Two Questions on Cube Identities (Class 9)

This lesson solves two sure questions on cube identities from polynomials. The first evaluates a difference of cubes from a linear relation and a product; the second proves that a sum of three cubes factorises when the three bases add to zero.

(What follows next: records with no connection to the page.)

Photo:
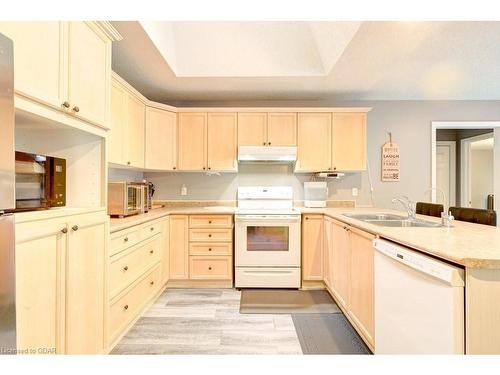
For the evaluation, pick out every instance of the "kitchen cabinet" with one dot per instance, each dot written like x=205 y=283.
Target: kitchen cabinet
x=361 y=281
x=65 y=66
x=314 y=142
x=179 y=247
x=252 y=129
x=85 y=284
x=349 y=141
x=222 y=142
x=161 y=139
x=282 y=129
x=192 y=141
x=60 y=284
x=312 y=248
x=340 y=250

Question 1: evaluate the difference of cubes

We are given

$4x - 5y = 16, \qquad xy = 12,$

and asked to find

$64x^3 - 125y^3.$

First rewrite the target as a difference of cubes:

$64x^3 - 125y^3 = (4x)^3 - (5y)^3.$

The identity

Use the cube identity

$a^3 - b^3 = (a - b)^3 + 3ab(a - b),$

with $a = 4x$ and $b = 5y$. Then

$a - b = 4x - 5y = 16, \qquad ab = (4x)(5y) = 20xy = 20 \times 12 = 240.$

Substituting and computing

$(4x)^3 - (5y)^3 = (16)^3 + 3(240)(16).$

Work out each piece:

$16^3 = 16 \times 256 = 4096, \qquad 3 \times 240 \times 16 = 720 \times 16 = 11520.$

Adding,

$4096 + 11520 = 15616.$

So $64x^3 - 125y^3 = 15616$.

Question 2: sum of three cubes

Without actually expanding the cubes, show that

$(p-q)^3 + (q-r)^3 + (r-p)^3 = 3(p-q)(q-r)(r-p).$

Naming the three terms

Let

$a = p - q, \qquad b = q - r, \qquad c = r - p.$

Then

$a + b + c = (p-q) + (q-r) + (r-p) = 0,$

since every variable cancels.

The key identity

Whenever $a + b + c = 0$, we have

$a^3 + b^3 + c^3 = 3abc.$

Applying this here,

$(p-q)^3 + (q-r)^3 + (r-p)^3 = 3(p-q)(q-r)(r-p).$

That is the required result.

Key takeaways

• A difference of cubes can be written as $a^3 - b^3 = (a-b)^3 + 3ab(a-b)$, which lets you evaluate it from $a-b$ and $ab$ alone.
• Here $a-b = 16$ and $ab = 20xy = 240$ give $64x^3 - 125y^3 = 15616$.
• If $a + b + c = 0$, then $a^3 + b^3 + c^3 = 3abc$, so $(p-q)^3 + (q-r)^3 + (r-p)^3 = 3(p-q)(q-r)(r-p)$.